Consumer debt in Canada increased over the last three months of 2019 as home loans continue to grow, according to the latest figures from Equifax Canada.
Over the quarter, the average home loan increased to $289,000, up by 7.2% from the same period in 2018.
Toronto recorded the highest growth in the average mortgage size at 8.5% to $448,000.
Interestingly, Vancouver reversed the declines it recorded from the past two years, reporting a 7.4% gain in average mortgage size to $455,000.
Equifax Canada's data also showed a 0.18% mortgage-delinquency rate, the highest fourth-quarter level since 2016. However, this rate is still low in historical terms.
Non-mortgage debt also reported an increase in the quarter, albeit only at a marginal pace.

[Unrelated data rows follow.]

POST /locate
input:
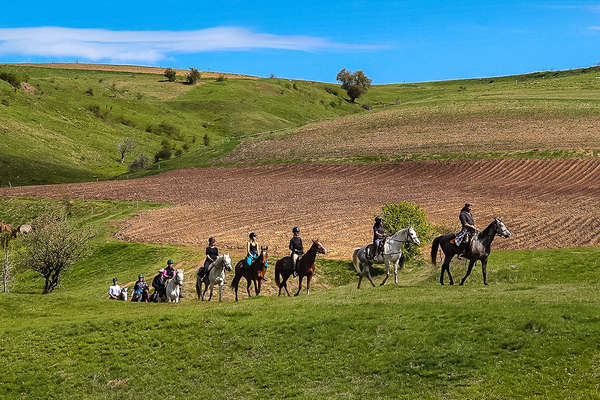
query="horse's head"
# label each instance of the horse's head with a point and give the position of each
(179, 276)
(264, 254)
(226, 261)
(411, 236)
(319, 247)
(501, 228)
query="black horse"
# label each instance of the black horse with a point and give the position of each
(478, 250)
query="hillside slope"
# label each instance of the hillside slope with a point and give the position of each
(67, 127)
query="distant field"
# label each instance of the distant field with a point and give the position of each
(546, 203)
(138, 69)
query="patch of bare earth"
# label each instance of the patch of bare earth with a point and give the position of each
(545, 203)
(406, 132)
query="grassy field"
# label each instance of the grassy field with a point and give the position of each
(68, 128)
(532, 333)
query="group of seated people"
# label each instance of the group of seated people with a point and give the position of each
(141, 290)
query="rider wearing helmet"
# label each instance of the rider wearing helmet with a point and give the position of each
(378, 235)
(296, 247)
(211, 256)
(463, 238)
(251, 248)
(140, 290)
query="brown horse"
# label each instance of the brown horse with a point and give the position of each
(305, 266)
(253, 273)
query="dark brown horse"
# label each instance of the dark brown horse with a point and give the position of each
(254, 272)
(479, 249)
(305, 267)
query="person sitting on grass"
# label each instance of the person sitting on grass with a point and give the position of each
(114, 292)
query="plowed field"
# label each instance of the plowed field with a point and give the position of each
(545, 203)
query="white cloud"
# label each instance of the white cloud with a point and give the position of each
(151, 46)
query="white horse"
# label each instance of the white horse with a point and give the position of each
(392, 254)
(215, 274)
(173, 287)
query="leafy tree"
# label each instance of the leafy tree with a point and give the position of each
(54, 245)
(397, 216)
(193, 76)
(354, 83)
(125, 147)
(170, 74)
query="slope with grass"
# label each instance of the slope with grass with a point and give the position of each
(67, 127)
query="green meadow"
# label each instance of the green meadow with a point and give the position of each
(534, 332)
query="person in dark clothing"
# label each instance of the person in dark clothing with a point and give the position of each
(378, 235)
(211, 256)
(140, 290)
(463, 238)
(296, 247)
(158, 283)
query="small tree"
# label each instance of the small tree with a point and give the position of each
(397, 216)
(5, 239)
(354, 83)
(170, 74)
(193, 76)
(54, 245)
(125, 147)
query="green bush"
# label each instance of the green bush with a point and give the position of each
(397, 216)
(193, 76)
(14, 79)
(170, 74)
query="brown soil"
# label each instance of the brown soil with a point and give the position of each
(545, 203)
(130, 68)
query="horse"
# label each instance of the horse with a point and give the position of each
(305, 266)
(23, 229)
(253, 272)
(479, 249)
(392, 254)
(173, 287)
(214, 274)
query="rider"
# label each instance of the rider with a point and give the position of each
(378, 235)
(296, 248)
(140, 290)
(158, 283)
(463, 238)
(211, 256)
(114, 291)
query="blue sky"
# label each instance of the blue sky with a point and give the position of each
(392, 41)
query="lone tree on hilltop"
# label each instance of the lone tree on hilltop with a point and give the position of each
(170, 74)
(193, 76)
(354, 83)
(125, 147)
(54, 245)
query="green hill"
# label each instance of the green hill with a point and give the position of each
(67, 127)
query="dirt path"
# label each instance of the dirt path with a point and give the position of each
(545, 203)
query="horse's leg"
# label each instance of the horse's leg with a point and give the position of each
(471, 263)
(299, 284)
(484, 269)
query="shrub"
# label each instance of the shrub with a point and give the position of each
(193, 76)
(397, 216)
(13, 78)
(162, 154)
(141, 163)
(170, 74)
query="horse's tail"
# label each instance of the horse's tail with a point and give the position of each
(278, 273)
(356, 261)
(434, 247)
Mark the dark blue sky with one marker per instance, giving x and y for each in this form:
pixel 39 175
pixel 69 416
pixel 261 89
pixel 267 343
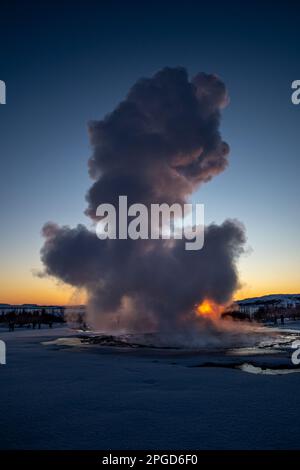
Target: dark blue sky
pixel 65 63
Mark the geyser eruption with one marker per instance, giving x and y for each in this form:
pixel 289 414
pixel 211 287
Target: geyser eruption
pixel 157 146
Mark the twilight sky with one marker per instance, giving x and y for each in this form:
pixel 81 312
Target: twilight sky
pixel 66 63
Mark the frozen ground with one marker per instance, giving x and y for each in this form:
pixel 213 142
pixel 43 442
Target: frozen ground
pixel 93 397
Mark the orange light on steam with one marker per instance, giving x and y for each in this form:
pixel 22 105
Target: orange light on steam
pixel 209 307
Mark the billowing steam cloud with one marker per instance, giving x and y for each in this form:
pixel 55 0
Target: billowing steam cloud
pixel 157 146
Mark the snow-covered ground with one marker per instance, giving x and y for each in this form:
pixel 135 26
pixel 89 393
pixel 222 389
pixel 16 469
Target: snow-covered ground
pixel 64 395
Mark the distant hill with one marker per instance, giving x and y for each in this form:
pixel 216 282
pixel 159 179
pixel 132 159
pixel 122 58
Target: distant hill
pixel 272 298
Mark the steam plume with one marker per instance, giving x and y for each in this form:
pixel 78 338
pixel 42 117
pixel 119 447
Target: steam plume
pixel 157 146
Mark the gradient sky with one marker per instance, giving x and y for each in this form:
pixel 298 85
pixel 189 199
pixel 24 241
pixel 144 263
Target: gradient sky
pixel 65 63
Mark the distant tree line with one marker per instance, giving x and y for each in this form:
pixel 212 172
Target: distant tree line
pixel 33 320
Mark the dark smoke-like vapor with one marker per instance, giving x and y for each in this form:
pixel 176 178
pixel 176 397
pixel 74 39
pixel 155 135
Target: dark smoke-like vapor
pixel 157 146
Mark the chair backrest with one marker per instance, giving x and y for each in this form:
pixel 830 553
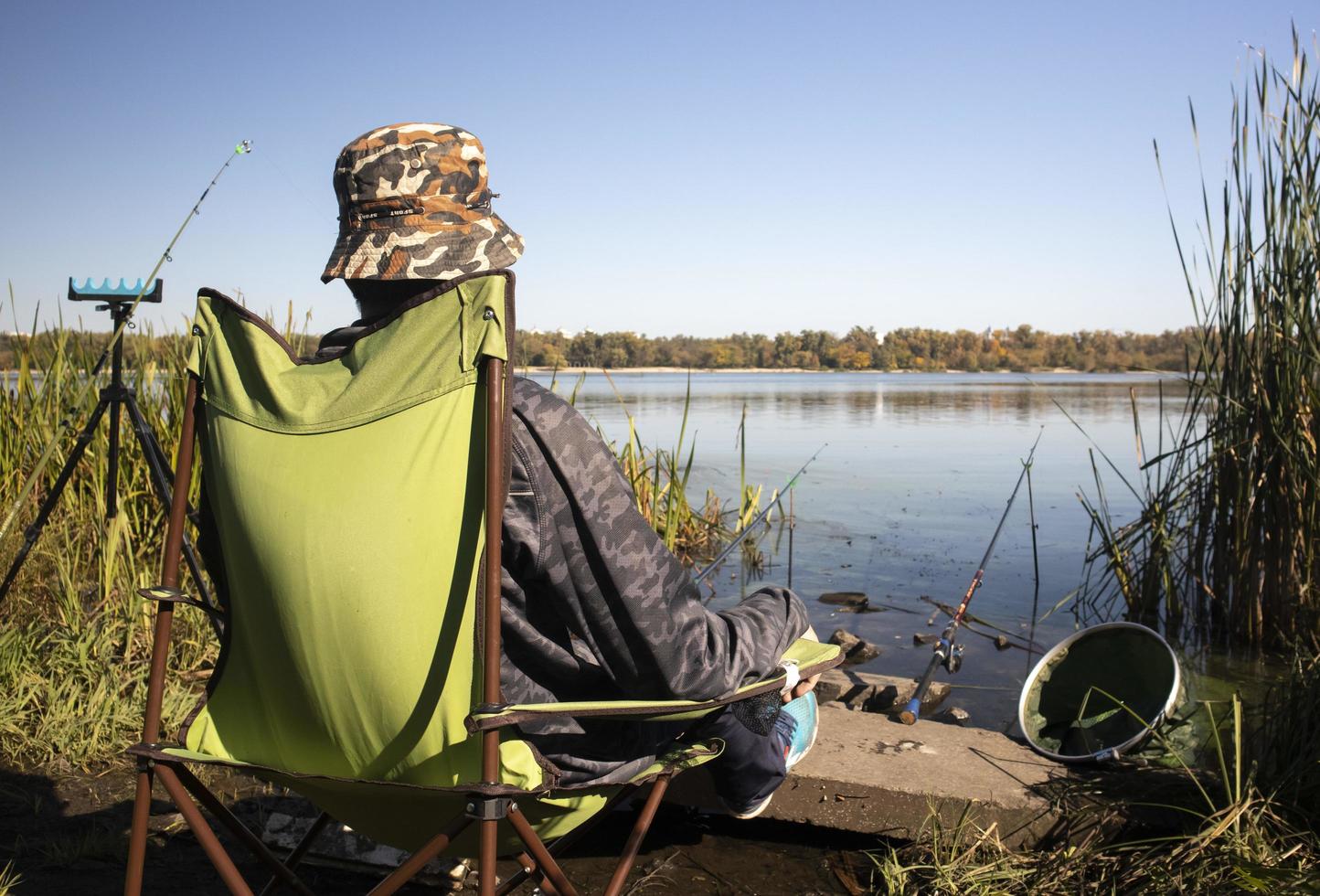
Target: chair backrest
pixel 347 497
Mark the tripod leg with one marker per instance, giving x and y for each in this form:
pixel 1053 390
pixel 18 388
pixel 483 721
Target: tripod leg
pixel 112 462
pixel 161 476
pixel 33 532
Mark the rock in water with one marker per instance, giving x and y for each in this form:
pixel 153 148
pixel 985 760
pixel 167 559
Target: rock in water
pixel 856 651
pixel 846 601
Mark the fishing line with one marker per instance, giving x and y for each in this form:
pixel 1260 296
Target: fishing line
pixel 66 422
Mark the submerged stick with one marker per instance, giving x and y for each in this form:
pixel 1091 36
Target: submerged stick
pixel 945 652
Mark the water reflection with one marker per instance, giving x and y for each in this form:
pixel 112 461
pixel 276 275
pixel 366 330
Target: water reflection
pixel 903 500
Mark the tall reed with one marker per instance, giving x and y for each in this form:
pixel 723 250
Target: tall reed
pixel 1228 540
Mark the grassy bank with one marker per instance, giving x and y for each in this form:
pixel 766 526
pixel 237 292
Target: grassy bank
pixel 74 635
pixel 1225 550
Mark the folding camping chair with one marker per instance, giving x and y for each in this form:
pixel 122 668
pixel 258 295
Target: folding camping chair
pixel 350 517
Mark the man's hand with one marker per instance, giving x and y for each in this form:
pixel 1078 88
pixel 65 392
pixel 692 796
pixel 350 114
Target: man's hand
pixel 805 684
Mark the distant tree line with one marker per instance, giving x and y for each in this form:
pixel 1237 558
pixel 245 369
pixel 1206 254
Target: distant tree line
pixel 911 348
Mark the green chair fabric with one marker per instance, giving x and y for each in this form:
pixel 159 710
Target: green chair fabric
pixel 347 496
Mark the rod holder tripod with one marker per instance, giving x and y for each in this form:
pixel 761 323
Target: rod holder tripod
pixel 115 398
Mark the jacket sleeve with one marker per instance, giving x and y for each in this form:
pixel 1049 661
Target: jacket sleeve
pixel 617 586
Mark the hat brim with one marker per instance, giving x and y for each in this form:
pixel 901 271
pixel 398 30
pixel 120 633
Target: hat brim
pixel 431 252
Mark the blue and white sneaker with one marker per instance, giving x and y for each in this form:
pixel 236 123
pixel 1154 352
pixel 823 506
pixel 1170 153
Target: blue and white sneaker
pixel 805 714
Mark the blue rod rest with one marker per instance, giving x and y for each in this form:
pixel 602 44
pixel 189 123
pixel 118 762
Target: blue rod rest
pixel 90 292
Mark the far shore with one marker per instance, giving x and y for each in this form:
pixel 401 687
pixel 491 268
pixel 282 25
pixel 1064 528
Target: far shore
pixel 527 368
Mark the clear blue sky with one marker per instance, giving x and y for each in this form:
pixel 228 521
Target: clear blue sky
pixel 675 166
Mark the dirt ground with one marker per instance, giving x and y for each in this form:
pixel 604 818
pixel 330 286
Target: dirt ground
pixel 68 833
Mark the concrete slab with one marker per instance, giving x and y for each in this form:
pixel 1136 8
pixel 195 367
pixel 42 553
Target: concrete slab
pixel 873 774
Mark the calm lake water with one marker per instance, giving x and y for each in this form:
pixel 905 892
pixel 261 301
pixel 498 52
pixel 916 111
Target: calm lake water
pixel 904 499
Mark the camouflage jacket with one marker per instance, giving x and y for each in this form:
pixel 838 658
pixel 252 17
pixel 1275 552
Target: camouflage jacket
pixel 595 607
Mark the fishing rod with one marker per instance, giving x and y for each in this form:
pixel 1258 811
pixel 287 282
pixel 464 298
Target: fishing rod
pixel 948 654
pixel 761 517
pixel 66 422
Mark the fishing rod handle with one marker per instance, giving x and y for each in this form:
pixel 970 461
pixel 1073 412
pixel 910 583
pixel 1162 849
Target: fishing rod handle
pixel 912 711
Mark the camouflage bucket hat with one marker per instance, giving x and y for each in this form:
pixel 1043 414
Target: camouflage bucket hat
pixel 415 205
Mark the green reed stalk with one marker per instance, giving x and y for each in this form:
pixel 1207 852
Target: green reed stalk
pixel 1228 538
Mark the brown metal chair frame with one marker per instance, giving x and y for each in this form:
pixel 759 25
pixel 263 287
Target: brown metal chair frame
pixel 186 791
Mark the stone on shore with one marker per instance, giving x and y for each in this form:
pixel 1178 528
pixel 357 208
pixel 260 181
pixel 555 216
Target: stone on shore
pixel 873 693
pixel 856 651
pixel 871 774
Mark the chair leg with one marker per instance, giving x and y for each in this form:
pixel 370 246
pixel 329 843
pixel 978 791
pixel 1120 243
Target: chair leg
pixel 486 853
pixel 419 859
pixel 137 839
pixel 565 843
pixel 546 862
pixel 241 832
pixel 294 857
pixel 639 832
pixel 527 866
pixel 205 836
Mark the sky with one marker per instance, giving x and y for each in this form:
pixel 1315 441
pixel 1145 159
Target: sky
pixel 701 168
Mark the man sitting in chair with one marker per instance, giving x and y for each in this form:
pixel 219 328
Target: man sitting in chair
pixel 594 604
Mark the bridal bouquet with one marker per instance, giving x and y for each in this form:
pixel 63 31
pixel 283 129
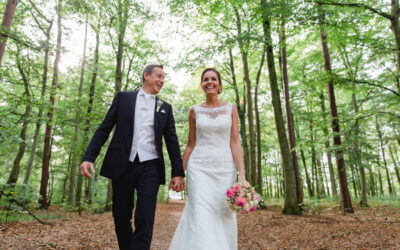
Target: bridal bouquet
pixel 242 198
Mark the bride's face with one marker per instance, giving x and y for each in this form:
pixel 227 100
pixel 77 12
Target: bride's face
pixel 210 83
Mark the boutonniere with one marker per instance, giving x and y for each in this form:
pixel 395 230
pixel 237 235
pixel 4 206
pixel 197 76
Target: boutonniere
pixel 159 104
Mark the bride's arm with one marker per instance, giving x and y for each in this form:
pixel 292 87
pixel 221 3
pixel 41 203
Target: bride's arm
pixel 191 138
pixel 236 146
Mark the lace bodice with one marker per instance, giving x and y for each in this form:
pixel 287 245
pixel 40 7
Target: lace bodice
pixel 213 126
pixel 207 222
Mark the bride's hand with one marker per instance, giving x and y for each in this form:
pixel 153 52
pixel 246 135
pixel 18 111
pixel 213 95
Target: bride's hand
pixel 242 180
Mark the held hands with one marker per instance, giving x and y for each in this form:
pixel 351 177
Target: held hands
pixel 177 184
pixel 84 169
pixel 242 180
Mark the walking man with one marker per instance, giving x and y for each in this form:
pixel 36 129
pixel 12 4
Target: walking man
pixel 134 160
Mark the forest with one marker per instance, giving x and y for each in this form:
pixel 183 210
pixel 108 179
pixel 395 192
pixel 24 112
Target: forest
pixel 316 84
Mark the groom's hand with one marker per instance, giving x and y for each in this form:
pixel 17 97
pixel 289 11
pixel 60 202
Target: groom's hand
pixel 177 184
pixel 84 168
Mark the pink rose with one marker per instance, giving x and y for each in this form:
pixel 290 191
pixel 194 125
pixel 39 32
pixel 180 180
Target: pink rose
pixel 240 201
pixel 230 193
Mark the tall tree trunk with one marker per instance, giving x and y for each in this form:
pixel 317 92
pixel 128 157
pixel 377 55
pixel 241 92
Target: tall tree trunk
pixel 396 168
pixel 123 10
pixel 378 129
pixel 395 26
pixel 25 121
pixel 371 180
pixel 289 117
pixel 250 112
pixel 328 150
pixel 380 182
pixel 353 177
pixel 47 147
pixel 78 121
pixel 314 173
pixel 325 178
pixel 258 126
pixel 6 24
pixel 363 181
pixel 40 112
pixel 88 189
pixel 345 199
pixel 291 206
pixel 242 116
pixel 320 177
pixel 303 159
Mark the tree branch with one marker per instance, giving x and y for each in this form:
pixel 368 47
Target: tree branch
pixel 358 5
pixel 375 85
pixel 26 209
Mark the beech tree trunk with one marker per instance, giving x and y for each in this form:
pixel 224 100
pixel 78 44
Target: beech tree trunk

The average non-mortgage debt rose 1% to $23,800. This not-so-strong growth in the non-mortgage segment can be attributed to the low usage of lines of credit, said Bill Johnston, vice president of data and analytics at Equifax Canada.
"Outside of mortgages, we have seen a significant pullback in demand for credit. Adjusting for population growth, non-mortgage debt did not even keep pace with inflation in the last half of 2019. That is a significant slowdown from the torrid pace set in Q1," he said in a report in The Canadian Press.
Quebec saw the most substantial gain in non-mortgage debt at 2.03%, followed by 1.91% in Ontario.
The overall delinquency rate in Canada hit 1.19%, which was 11% higher than in 2018.